Les analyses politiques sont souvent un mélange d’informations de plusieurs sources, de points de vue théoriques, de comparaisons historiques, de désir, de conversations, d’analyse, d’intuition et de quelques choses de plus, bien sûr. Bref, pour ma part, j’ai une hypothèse. Dans ce cas l’irrésolution face au nœud gordien tient à la complexité même de la direction du chavisme. Ce n’est pas dans les bases qu’il faut chercher la réponse sur ce point précis mais parmi ceux qui ont tenu les fils de la politique économique, ce qui n’est pas non plus la totalité de la direction. Il y a deux luttes en haut : certains veulent sortir du labyrinthe avec des mesures néo-libérales soutenant des politiques sociales – certains dirigeants l’ont déjà écrit. D’autres sont partie du commerce des importations, de manière directe avec des entreprises d’importation ou à travers des pourcentages. On trouve aussi des compagnons qui voient une issue par la gauche – c’est-à-dire chaviste – sans corrélation suffisante pour impulser cette voie.

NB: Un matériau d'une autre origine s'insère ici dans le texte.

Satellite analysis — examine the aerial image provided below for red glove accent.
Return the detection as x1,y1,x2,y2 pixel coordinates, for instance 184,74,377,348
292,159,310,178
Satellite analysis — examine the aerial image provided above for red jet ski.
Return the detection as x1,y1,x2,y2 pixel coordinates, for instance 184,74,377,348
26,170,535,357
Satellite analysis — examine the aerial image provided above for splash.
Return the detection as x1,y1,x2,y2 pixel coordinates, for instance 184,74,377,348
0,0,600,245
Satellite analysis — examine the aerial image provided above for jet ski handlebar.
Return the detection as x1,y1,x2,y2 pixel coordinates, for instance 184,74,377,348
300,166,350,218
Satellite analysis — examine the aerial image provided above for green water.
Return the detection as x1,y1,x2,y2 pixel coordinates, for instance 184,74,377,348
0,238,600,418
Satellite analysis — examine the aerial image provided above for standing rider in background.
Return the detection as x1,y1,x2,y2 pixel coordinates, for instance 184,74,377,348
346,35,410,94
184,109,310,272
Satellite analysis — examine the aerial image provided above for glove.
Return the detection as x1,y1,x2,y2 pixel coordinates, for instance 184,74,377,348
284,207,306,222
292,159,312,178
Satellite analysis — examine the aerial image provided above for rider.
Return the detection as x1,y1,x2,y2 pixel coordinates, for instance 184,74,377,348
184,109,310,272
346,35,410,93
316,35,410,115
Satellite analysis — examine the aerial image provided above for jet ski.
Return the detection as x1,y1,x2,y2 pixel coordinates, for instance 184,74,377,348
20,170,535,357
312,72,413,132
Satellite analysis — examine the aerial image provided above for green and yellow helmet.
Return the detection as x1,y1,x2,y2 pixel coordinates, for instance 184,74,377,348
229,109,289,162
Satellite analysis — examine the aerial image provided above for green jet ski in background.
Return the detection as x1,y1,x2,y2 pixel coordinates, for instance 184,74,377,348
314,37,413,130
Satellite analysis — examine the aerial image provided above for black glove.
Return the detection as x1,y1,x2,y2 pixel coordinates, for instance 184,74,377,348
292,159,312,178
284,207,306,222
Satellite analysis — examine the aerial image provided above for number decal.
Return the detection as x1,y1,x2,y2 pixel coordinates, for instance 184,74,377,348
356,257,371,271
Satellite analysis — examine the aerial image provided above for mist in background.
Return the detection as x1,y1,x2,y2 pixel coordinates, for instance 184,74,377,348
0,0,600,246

On pourrait dire qu’une telle mesure de nationalisation n’est pas nécessaire en réalité. Ce dont il s’agit est de réguler ce qui existe déjà : le problème ne serait pas l’architecture d’importations mais le manque de contrôle sur celle-ci. Ce problème présente une autre complexité : l’exercice de l’autorité traverse un moment d’incertitude. Qui inspecte/surveille qui ? Qui en possède la capacité ? Un problème qui touche inexorablement à celui de la corruption, cette eau qui oxyde l’indispensable force morale. Les pieds d’argile. La corruption s’unit à la politique : les révolutions ont des traîtres, des opportunistes, des infiltrés, qui face à une possible défaite – comme celle qu’on a vécue cette année – sortent les canots de sauvetage pour prendre la fuite. Comment combattre cela ?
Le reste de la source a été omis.